PW+PH+PD≦2000mm ・・・(1)
【請求項4】
請求項1に記載の飲料貯蔵装置において、
前記筐体の下面に設けられた複数の脚と、
前記筐体の下面に設けられた複数のキャスターと、を備え、
前記複数の脚又は前記複数のキャスターは、前記筐体の下面からの突出量が調整可能に構成されている飲料貯蔵装置。
【発明の詳細な説明】
【技術分野】
【0001】
本発明は、様々な形状及び容量の容器に収容されたワインや日本酒等の飲料を貯蔵するために用いられる飲料貯蔵装置に関する。
【背景技術】
【0002】
飲食店はもちろん、最近では家庭でも、各種の飲料を貯蔵するためのワインセラー等の飲料貯蔵装置が設置されているところがある。
【0003】
例えば、特許文献1に記載されたワインセラーには、固定された中仕切りプレートを挟んで、個別に温度管理が可能な上保存室及び下保存室が設けられている。上保存室及び下保存室には、シャンパン型のワインボトルをスムーズに出し入れ可能な高さでピッチが設定された棚受けがそれぞれ設けられ、各棚板が取り外し可能である。
【0004】
上保存室には、寝かせた状態で3本のワインボトルを収納可能な棚板が縦に4段構成で設けられ、最大で計12本のワインボトルが収納可能である。
【0005】
一方、下保存室では、中仕切りプレートの下に、寝かせた状態で3本のワインボトルを収納可能な棚板が縦に3段構成で設けられている。また、下保存室の下部奥には、コンプレッサー等が収納された収納庫が設けられている。下保存室では、収納庫前にワインボトル3本を斜めに配置することができ、最大で計12本のワインボトルが収納可能である。
【先行技術文献】
【特許文献】
【0006】
【特許文献1】特許第6347076号公報(段落0014~段落0017、
図1-1及び
図1-2)
【発明の概要】
【発明が解決しようとする課題】
【0007】
飲料貯蔵装置に貯蔵される飲料には、前記したワインや日本酒の他、ビール、清涼飲料などがある。
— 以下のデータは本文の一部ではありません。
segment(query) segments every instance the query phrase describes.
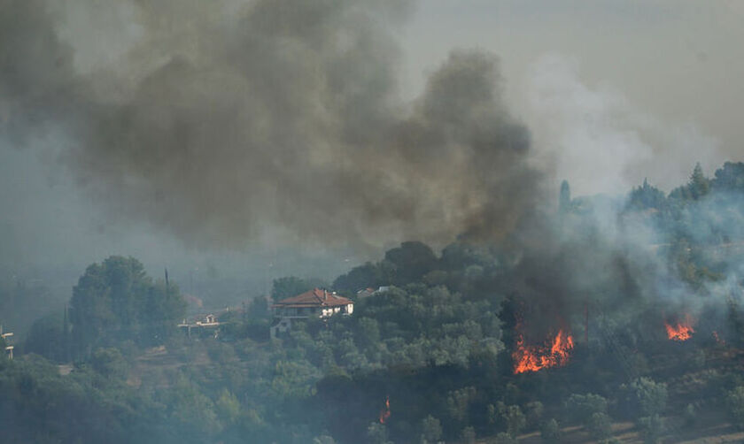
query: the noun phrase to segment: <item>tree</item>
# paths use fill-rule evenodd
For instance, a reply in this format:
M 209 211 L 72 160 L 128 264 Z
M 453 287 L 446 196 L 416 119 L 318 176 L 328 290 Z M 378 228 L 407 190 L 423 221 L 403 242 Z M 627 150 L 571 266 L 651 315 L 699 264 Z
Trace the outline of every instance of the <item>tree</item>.
M 371 423 L 367 427 L 367 442 L 369 444 L 390 444 L 387 439 L 387 427 L 384 424 Z
M 73 287 L 73 342 L 78 355 L 126 340 L 160 344 L 185 311 L 176 286 L 153 282 L 134 257 L 112 256 L 89 266 Z
M 644 179 L 643 185 L 634 188 L 628 197 L 628 208 L 632 210 L 661 210 L 666 204 L 666 196 L 659 188 L 648 185 Z
M 604 440 L 608 438 L 612 433 L 612 419 L 610 419 L 607 413 L 595 412 L 589 419 L 589 424 L 586 428 L 595 440 Z
M 639 378 L 629 387 L 631 408 L 639 417 L 660 415 L 666 409 L 667 387 L 650 378 Z
M 566 401 L 566 412 L 572 421 L 586 426 L 595 413 L 607 413 L 607 400 L 591 393 L 574 394 Z
M 66 359 L 64 320 L 58 314 L 52 313 L 34 322 L 28 330 L 24 351 L 36 353 L 58 363 Z
M 527 418 L 518 405 L 510 405 L 504 409 L 501 417 L 507 425 L 507 433 L 510 436 L 516 436 L 527 425 Z
M 561 182 L 561 194 L 558 197 L 558 210 L 562 213 L 568 212 L 571 207 L 571 188 L 568 180 Z
M 744 386 L 739 386 L 726 394 L 726 407 L 733 424 L 744 429 Z
M 476 444 L 476 429 L 468 426 L 462 429 L 460 433 L 460 440 L 462 444 Z
M 436 417 L 429 415 L 421 421 L 421 441 L 422 443 L 438 442 L 442 438 L 442 425 Z
M 540 438 L 544 442 L 554 443 L 561 441 L 561 427 L 558 421 L 550 419 L 543 424 L 540 428 Z
M 280 301 L 323 287 L 326 285 L 320 279 L 304 279 L 296 276 L 287 276 L 274 279 L 271 286 L 271 298 L 274 301 Z
M 385 260 L 395 266 L 396 285 L 419 281 L 435 269 L 438 259 L 431 249 L 422 242 L 403 242 L 385 252 Z
M 744 191 L 744 163 L 726 162 L 716 170 L 716 178 L 710 181 L 713 189 Z
M 710 189 L 710 183 L 705 174 L 702 173 L 702 167 L 700 163 L 695 164 L 687 188 L 690 190 L 690 195 L 695 200 L 707 195 Z

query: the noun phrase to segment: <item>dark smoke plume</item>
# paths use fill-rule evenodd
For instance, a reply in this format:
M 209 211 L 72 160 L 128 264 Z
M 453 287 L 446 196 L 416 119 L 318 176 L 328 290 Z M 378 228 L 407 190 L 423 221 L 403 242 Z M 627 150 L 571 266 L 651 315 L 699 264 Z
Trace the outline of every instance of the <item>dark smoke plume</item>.
M 19 145 L 64 134 L 116 218 L 196 243 L 361 246 L 500 235 L 536 203 L 495 57 L 454 51 L 399 99 L 390 26 L 410 2 L 127 4 L 136 42 L 81 72 L 53 2 L 0 1 L 0 127 Z

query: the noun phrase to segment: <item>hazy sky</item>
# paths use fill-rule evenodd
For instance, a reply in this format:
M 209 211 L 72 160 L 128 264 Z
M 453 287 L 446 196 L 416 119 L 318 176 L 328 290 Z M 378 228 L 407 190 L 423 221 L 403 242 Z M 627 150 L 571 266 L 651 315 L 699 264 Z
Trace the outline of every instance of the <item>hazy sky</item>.
M 406 89 L 453 46 L 498 54 L 510 105 L 577 193 L 744 160 L 744 2 L 430 0 L 407 28 Z
M 81 72 L 115 65 L 138 39 L 125 2 L 56 7 L 65 18 L 57 32 Z M 624 193 L 647 176 L 669 191 L 696 161 L 712 174 L 744 160 L 744 2 L 422 0 L 397 35 L 407 99 L 453 48 L 496 54 L 508 104 L 532 132 L 531 161 L 556 188 L 565 178 L 574 195 Z M 199 262 L 167 233 L 100 211 L 58 167 L 56 143 L 47 134 L 43 148 L 17 150 L 0 134 L 6 264 L 78 266 L 114 252 L 158 267 L 176 256 Z M 272 250 L 252 241 L 238 249 Z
ワインボトルの形状には、前記シャンパン型の他、ボルドー型、ブルゴーニュ型、ライン型・モーゼル型、アルザス型、ボックスボイテル型などがある。
【0008】
ボルドー型は「いかり肩」の形状、ブルゴーニュ型は「なで肩」の形状をしている。シャンパン型には、ブルゴーニュ型に似た一般的なタイプや、ボトルネックが細く底がすぼまったもの、ボトルネックが長くボトル下部がずっしりと太くなったものなどがある。
【0009】
ライン型・モーゼル型は、ブルゴーニュ型よりもさらに肩の部分が急斜面になったスリムな形状をしている。アルザス型は、ライン型・モーゼル型に似ているが、より細長いスマートな形状をしている。ボックスボイテル型は、ボトルネックから下がふっくらと円状に膨らんでいる。
【0010】
また、ワインボトルの容量には、例えば、200ml、375ml、750ml、1500ml、3000ml、6000ml、9000mlなど様々ある。
【0011】
ここで、容量が750mlである一部のワインボトルの高さ及び底部直径の一例について表1に示す。
【0012】
【0013】
一方、日本酒は、瓶の形状はほぼ同じであるが、瓶の容量、高さ及び底部直径は、表2に示すように異なっている。
【0014】
【0015】
また、ビールは、瓶及び缶の形状はほぼ同じであるが、容量については、瓶が大瓶(容量:633ml)、中瓶(容量:500ml)及び小瓶(容量:334ml)等の7種類、缶が超ミニ缶(容量:135ml)、ミニ缶(容量:250ml)、レギュラー缶(容量:350ml)及びロング缶(容量:500ml)等の8種類がある。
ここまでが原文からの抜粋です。